Figure 17: Comparison of inequality metrics by source
Note: The NSIs of Iceland and Greenland do not provide regionalised ineguality metrics.
As seen in Figure 18, the larger deviations in Gini scores in Greenland do not seem to be affected by the data imputation step performed. Rather, the deviation seems to be due to the use of different statistical presentations of income measures in this region.
""
Figure 18: Comparison of inequality metrics by source
The analysis based on income values is only possible for the units where both official statistics and our own calculations are simultaneously available. However, it can be used as an indication of the overall precision of the estimates for areas where official information is not available. Moreover, since the inequality indices are calculated based on income data, the assessment also provides information about the consistency of the decile income estimates. Figure 19 shows a comparison of the aggregated mean equivalised household income values estimated in this work and those provided by the NSIs and Eurostat (ilc_di04).
""
Figure 19: Comparison of household income data by source

7.5. Data limitations

The data preparation steps described in this annex highlight several caveats and limitations of the municipal income and inequality statistics available from the Nordic NSIs:
  • Non-harmonised statistical definitions: Income data are not entirely comparable across countries and territorial levels. In some cases, the data aggregate various sources of income, including capital gains and similar streams, while other data only include cash income. Most frequently, income data are provided as net income (after tax), but in some cases they are given as total income (before tax). Some data are provided as equivalised monetary values (i.e. household income divided by the equivalised number of household members), whereas other NSIs provide non-equivalised household income. Additionally, some income datasets are segmented by deciles or similar groupings, while others provide aggregated income inequality data alongside mean or median values for the entire statistical unit.

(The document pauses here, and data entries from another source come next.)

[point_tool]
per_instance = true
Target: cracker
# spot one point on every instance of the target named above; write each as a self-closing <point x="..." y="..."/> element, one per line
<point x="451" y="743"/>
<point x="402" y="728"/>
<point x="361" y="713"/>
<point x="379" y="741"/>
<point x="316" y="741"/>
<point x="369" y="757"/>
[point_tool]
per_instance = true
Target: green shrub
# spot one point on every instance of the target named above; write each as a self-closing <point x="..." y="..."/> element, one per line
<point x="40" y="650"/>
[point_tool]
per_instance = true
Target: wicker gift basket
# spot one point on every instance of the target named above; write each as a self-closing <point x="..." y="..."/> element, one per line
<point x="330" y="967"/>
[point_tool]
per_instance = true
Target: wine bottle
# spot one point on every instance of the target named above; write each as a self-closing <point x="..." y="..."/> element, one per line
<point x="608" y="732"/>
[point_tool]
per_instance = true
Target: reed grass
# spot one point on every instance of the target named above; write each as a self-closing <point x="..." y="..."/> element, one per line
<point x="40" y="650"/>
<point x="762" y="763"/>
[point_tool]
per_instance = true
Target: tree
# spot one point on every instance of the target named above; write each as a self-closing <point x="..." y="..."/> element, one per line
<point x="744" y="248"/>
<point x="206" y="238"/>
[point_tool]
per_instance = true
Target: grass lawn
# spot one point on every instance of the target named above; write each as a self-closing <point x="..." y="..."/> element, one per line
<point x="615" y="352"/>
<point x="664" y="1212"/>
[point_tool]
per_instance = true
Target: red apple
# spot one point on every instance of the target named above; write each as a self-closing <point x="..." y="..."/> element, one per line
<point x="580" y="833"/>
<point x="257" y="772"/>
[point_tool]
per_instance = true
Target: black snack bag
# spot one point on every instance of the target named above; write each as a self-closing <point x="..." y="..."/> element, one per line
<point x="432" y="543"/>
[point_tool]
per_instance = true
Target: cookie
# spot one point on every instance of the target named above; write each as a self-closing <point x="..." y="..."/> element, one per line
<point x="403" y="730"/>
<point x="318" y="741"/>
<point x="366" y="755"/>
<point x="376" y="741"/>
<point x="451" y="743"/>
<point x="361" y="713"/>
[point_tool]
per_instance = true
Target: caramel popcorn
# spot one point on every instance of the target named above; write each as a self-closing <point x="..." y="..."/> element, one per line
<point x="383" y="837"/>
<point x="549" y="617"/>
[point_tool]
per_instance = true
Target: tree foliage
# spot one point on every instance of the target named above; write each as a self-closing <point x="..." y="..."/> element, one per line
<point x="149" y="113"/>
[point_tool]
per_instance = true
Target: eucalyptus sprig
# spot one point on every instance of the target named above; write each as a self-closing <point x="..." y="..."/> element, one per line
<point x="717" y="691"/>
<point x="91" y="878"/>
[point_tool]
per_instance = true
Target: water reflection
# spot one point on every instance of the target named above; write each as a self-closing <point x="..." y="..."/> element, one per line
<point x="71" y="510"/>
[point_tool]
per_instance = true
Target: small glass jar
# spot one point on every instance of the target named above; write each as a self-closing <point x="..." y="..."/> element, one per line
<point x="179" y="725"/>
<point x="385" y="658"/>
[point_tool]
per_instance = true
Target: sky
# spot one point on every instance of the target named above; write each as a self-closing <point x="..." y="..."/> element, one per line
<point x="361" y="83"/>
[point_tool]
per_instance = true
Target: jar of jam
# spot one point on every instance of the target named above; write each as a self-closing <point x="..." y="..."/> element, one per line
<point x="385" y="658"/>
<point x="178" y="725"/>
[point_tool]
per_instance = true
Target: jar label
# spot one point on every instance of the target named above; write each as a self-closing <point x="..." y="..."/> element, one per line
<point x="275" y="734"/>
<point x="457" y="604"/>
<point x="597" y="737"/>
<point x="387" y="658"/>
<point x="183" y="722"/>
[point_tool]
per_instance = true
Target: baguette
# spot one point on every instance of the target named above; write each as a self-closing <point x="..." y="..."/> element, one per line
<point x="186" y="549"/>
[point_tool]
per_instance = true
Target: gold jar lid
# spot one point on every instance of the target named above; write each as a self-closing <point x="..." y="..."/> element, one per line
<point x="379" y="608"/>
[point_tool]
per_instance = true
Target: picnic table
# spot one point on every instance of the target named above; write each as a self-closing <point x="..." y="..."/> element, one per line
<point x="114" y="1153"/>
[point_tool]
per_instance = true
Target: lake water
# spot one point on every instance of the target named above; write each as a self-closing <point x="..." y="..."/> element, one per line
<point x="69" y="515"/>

  • Persistent data gaps: Virtually all the income datasets available from the NSIs of the Nordic countries have data gaps. That may be due to the discontinuation of various indices and/or modifications of internal territorial definitions and geographical delimitations within each country. Since some of the statistical methods applied in this work require long data series, such gaps had to be filled using data interpolation and/or imputation methods.
  • Lack of robust measures of income inequality: Virtually all the Nordic NSIs provide Gini coefficients at various territorial levels. However, only a few offices provide alternative indices such as Theil and Atkinson indices. Often, those complementary metrics are not the same or are not calculated on the basis of the same data across regions.
All those factors hinder an accurate analysis of the structural characteristics and development of income inequalities in the Nordic Region.